TN has also been detected in malignant tissues, particularly tumours of the breast, colon, stomach, and ovary, whereas no TN immunoreactivity was seen in the corresponding normal epithelium of the breast, colon, or ovary.15–17 Notably, TN was colocalised together with plasminogen at the invasion front of cutaneous melanomas.18 Several investigators have reported that plasma and serum TN concentrations in patients with malignant tumours correlate with disease stage and survival.19–26 Others found that TN expression in tumour tissue correlated with tumour histological grading.27 The aim of our study was to evaluate the expression of TN in breast cancer tissue and in adjacent normal breast tissue and to investigate its role as a prognostic marker.
MATERIAL AND METHODS
Tissue samples and patient characteristics
Formalin fixed, paraffin wax embedded samples from 189 patients with breast cancer were obtained from the Department of Pathology, University of Innsbruck, Austria. Only tissue specimens from patients without evidence of distant metastasis, without locally advanced disease, and with axillary lymph node dissection at the time of diagnosis were included in our study. The median age of the patient population at diagnosis was 54.6 years (range, 29–85). Eighty three patients were younger than 50 years and were considered premenopausal. One hundred and six patients were postmenopausal. One hundred and one patients (53%) were node positive and 88 (47%) node negative. Hormone receptor status was evaluated biochemically by the dextran charcoal method. Seventy five (46%) of 162 patients with documented treatment schedules received adjuvant treatment (chemotherapy and/or antihormonal treatment). After diagnosis and primary surgery, the clinical status was documented by re-evaluating each patient at least once a year at the department of surgery, University of Innsbruck. The follow up procedure included physical examination, mammography, abdominal ultrasound, and chest radiography. The median follow up time was 10.6 years (range, 3–20). Tumour recurrence was defined as the advent of local relapse or distant metastases.

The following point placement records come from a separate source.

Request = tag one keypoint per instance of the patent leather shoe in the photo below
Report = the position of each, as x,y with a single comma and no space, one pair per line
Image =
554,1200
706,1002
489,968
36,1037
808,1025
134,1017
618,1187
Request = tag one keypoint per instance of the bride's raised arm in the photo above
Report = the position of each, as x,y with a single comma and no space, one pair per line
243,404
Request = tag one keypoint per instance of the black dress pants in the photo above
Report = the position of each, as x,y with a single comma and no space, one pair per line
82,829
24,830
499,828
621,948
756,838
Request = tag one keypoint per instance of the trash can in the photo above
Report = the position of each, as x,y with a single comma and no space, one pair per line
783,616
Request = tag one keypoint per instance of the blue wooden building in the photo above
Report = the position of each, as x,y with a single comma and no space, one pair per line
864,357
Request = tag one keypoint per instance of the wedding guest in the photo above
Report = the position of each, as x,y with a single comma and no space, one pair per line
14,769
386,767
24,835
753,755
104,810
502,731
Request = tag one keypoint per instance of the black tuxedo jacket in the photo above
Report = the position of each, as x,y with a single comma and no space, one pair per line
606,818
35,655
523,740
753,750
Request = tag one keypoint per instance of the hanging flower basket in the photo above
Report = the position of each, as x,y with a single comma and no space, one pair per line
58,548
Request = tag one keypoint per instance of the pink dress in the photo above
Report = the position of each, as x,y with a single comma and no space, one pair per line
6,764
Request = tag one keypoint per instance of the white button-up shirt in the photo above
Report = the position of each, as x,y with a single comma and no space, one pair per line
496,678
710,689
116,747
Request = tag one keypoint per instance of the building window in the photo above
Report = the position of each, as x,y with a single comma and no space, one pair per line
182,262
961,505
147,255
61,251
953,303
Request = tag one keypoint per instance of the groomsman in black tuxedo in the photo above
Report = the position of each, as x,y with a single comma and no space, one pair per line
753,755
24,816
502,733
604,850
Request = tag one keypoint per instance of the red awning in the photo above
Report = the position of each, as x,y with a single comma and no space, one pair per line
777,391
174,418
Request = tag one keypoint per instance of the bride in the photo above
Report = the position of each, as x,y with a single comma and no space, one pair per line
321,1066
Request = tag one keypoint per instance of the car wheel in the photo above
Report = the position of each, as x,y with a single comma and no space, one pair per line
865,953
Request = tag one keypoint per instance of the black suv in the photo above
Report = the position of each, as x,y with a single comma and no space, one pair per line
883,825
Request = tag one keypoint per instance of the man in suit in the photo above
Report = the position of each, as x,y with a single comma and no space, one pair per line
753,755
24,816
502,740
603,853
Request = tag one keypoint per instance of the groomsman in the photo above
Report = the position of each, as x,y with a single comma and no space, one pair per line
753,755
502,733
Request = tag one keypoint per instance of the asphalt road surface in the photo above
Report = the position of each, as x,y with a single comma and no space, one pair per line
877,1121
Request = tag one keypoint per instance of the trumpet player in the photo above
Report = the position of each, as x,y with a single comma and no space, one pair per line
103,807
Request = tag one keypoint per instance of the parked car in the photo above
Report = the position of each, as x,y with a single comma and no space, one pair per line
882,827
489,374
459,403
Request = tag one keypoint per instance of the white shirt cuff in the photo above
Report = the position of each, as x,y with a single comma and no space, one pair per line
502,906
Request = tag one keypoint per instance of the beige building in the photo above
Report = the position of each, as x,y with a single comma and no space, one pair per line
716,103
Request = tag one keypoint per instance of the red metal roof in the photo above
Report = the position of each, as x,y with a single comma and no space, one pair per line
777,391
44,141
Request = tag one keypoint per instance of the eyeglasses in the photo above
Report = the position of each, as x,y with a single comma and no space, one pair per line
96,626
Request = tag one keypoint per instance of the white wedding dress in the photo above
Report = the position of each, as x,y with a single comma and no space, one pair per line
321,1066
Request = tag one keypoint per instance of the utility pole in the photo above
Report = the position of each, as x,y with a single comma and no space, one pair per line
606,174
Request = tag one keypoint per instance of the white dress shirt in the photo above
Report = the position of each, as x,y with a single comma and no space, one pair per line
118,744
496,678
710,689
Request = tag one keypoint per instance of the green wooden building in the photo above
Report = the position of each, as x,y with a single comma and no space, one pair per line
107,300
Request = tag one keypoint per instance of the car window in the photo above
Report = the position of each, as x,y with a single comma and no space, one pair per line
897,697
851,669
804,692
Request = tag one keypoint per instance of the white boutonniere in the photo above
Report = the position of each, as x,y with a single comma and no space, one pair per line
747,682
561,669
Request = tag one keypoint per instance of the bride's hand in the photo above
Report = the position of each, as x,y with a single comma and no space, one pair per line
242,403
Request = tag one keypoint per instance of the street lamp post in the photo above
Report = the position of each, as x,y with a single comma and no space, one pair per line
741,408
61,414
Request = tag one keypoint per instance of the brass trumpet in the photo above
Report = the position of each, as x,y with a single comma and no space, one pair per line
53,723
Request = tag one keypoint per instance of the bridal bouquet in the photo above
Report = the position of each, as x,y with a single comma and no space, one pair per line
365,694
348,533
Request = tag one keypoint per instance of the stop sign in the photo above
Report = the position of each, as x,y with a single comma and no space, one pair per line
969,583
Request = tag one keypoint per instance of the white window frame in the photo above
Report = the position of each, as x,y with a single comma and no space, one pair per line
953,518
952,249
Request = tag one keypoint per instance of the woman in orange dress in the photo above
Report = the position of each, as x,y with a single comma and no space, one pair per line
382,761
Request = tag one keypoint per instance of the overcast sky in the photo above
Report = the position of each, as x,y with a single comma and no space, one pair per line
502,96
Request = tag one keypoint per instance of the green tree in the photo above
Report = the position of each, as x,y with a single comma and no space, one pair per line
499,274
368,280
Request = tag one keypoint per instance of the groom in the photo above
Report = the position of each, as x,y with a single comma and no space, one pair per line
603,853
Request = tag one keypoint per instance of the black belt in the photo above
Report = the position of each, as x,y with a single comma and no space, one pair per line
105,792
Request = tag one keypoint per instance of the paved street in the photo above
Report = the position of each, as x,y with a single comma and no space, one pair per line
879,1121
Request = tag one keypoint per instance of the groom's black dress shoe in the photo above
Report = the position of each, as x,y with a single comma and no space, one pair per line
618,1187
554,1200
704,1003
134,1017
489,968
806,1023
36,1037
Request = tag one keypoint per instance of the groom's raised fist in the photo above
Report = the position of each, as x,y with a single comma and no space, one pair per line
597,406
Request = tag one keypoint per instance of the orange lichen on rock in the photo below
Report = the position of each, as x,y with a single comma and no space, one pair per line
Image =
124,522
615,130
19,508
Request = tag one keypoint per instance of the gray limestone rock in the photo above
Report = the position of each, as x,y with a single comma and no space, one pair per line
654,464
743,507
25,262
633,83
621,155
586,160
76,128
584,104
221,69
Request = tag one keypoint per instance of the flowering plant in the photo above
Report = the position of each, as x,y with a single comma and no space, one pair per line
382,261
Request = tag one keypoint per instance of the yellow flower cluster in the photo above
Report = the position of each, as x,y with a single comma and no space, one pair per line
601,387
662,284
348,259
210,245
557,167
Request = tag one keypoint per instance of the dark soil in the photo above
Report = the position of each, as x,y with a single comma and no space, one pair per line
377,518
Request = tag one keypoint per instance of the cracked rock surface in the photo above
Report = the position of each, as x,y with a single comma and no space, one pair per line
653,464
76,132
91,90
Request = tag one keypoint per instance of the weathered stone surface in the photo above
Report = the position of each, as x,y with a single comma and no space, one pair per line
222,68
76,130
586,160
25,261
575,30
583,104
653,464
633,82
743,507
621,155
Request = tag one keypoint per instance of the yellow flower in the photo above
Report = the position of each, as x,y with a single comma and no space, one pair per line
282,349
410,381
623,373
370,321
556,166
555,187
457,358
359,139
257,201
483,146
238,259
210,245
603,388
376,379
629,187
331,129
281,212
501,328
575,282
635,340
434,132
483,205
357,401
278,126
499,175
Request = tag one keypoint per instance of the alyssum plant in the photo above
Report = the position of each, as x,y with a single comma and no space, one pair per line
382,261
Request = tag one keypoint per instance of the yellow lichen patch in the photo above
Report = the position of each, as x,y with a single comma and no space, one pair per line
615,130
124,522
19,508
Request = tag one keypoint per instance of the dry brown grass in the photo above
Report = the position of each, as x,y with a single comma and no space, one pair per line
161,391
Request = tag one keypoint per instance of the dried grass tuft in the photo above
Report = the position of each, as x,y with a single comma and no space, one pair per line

For immunohistochemistry, a monoclonal antibody (Statens Serum Institute, Copenhagen, Denmark) against TN was used. This antibody was characterised and has been tested for immunohistochemistry with proper controls.28 Tissue sections (5 µm thick) were dewaxed and blocked in methanol containing 30% hydrogen peroxide for 20 minutes. Slides were pretreated in citrate buffer (pH = 6) at 80°C for 15 minutes, incubated with the primary monoclonal antibody (dilution, 1/100) for 30 minutes, washed, and incubated with the Envision Kit from Dako (Dako, Glostrup, Denmark) for 60 minutes. Thereafter, the immunohistochemical reaction was developed with diaminobenzidine solution containing 30% hydrogen peroxide (Sigma-Aldrich Chemicals, Vienna, Austria). Finally, the slides were counterstained with haemalaun solution, dehydrated in graded alcohols, and coverslipped with a permanent mounting medium.
Evaluation of tissue slides
The immunostaining was evaluated with a light microscope (Olympus BX-50) by two of the authors (PO and GS) independently in a blinded fashion. When the two authors disagreed about the score, the slides were reinvestigated by both observers on a multiheaded microscope so that a consensus could be achieved. Normal breast tissue surrounding carcinoma could be evaluated in specimens from 176 patients. The staining intensity was classified as follows: 0, no staining; 1, weak staining; 2, intermediate staining; 3, strong staining. In addition, the percentage of positive tumour cells was calculated. “High” TN expression was arbitrarily defined as a tumour showing at least intermediate staining intensity in more than 50% of cells. All cases below this cutoff point were considered as “low” expression. When evaluating the connective tissue, only the staining intensity was determined. “High” TN expression was defined as moderate to strong staining, and “low” TN expression as no to weak staining.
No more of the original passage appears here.